Chris,
Don’t all of these, except ⌃K, have standard Mac OSX shortcuts:
⌃A Go to beginning of paragraph. ⌥↑
⌃E Go to end of paragraph.⌥↓
⌃F Forward one character. →
⌃B Backward one character. ←
⌃⌥F Forward one word. ⌥→
⌃⌥B Backward one word. ⌥←
And with all of the movements, just add ⇧ to select the text.
I make heavy use of the ⌃ key in my KM macro triggers, so using it for movements is pretty much out for me.
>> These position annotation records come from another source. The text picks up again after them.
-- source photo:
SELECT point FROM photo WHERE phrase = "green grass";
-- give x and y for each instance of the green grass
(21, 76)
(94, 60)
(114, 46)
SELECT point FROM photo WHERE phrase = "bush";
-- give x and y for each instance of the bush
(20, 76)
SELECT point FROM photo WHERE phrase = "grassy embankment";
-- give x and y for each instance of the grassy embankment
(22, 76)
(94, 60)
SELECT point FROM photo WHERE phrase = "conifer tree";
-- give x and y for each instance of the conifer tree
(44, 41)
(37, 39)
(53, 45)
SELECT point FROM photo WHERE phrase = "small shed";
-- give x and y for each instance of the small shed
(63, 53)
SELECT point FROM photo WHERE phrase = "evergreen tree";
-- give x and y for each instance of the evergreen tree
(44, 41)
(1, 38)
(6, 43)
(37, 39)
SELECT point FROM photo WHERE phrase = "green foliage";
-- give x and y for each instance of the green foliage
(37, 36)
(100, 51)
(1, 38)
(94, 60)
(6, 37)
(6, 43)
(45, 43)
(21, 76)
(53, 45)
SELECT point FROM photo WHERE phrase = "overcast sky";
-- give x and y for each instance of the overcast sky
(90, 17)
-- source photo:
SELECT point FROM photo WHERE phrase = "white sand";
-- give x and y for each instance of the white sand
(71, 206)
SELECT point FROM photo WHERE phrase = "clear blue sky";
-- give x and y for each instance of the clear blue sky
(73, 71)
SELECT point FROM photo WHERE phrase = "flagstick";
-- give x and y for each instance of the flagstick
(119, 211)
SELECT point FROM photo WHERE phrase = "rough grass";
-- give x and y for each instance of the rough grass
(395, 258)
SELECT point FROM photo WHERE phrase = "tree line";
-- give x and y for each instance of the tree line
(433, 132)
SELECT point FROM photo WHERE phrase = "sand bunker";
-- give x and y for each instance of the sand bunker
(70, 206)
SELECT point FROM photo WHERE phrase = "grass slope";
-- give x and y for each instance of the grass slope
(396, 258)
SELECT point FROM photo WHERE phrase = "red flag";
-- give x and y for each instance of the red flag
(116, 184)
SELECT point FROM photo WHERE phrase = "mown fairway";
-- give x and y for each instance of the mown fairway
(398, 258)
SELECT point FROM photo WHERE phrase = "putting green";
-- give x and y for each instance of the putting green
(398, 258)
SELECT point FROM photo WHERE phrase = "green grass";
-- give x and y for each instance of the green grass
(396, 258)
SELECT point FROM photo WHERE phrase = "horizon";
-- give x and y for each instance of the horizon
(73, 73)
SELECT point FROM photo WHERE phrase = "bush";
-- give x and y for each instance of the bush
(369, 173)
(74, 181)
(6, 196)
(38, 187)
Try ⌥D in TextEdit and see what you get. If you are getting a MacRoman character it means I did something a great many years ago to activate the traditional Emacs/terminal/Cocoa text editor ⌃ and ⌥ bindings and there is no way I would remember how. Would have to search the web. I know I made a few changes to my DefaultKeyBinding.dict
but I don’t think anything so radical as to enable those keystrokes.
These bindings are built in to the Cocoa Text Editor component.
Hey Mitchell,
I have.
You've made changes to your system.
-Chris
It may come down to whether ⌥ is enabled as meta, since yes, in a default user, most of the ⌥ keybindings I claimed work don’t. I don’t know of a way to enable meta as a single action, though.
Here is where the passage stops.